For them, there is still hope, still meaning, even in this struggle to become antiracists.

In the span of 49 minutes, in the early hours of this morning, while reading Derrick Bell’s ‘Faces at the Bottom of the Well,’ I had changed my sons diaper twice, given him a bath once. He was suffering from a bout of diarrhea and I was hoping he would go back to sleep so I read in peace. Eventually he slept off just as I finished reading the second chapter on Afrolantica Awakening. It was the awakening that has been burning inside me, manifested through the words of Derrick Bell in the second chapter of his book.

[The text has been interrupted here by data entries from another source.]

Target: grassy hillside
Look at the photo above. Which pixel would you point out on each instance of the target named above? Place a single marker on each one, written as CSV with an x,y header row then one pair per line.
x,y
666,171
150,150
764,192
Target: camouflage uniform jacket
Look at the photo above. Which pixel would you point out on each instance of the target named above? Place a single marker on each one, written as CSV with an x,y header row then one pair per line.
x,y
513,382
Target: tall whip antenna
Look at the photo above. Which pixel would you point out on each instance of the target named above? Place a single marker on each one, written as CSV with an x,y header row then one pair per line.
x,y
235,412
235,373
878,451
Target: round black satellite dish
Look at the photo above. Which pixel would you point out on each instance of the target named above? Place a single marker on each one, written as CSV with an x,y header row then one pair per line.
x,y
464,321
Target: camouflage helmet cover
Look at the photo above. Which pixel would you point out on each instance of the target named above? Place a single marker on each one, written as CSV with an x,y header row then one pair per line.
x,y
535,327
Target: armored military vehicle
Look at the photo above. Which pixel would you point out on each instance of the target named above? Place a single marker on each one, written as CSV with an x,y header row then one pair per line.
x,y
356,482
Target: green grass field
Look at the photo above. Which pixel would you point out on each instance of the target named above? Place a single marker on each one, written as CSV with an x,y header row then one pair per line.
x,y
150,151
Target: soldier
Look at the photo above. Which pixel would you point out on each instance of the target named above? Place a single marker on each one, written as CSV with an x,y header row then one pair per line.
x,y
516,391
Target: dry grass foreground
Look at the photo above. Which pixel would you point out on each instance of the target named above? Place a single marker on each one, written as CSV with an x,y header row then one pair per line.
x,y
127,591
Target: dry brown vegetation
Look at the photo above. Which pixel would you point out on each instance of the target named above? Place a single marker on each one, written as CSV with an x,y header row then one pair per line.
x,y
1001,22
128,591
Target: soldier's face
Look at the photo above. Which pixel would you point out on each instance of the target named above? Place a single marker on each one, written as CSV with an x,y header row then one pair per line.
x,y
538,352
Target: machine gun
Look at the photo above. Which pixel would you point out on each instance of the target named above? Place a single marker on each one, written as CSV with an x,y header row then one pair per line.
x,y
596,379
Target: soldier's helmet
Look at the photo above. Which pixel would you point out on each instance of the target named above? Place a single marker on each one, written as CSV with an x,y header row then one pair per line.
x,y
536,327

The idea of Afrolantica seemed profound, not as a concept but more so for it’s possibilities, it’s liberation. Imagine what can happen when you move towards light. That to me is the premise of this chapter. The idea of working together, planning together also, for our collective liberation. We have all been enslaved for too long. Our minds have bought into certain ways deemed appropriate, even acceptable for too long, that the idea of being different, the idea of even moving in different cycles is an aberration. In the meantime, there is freedom for all, if we all work together to liberate ourselves, if we all pool ourselves resources to free ourselves from the shackles that continue to enslave our minds.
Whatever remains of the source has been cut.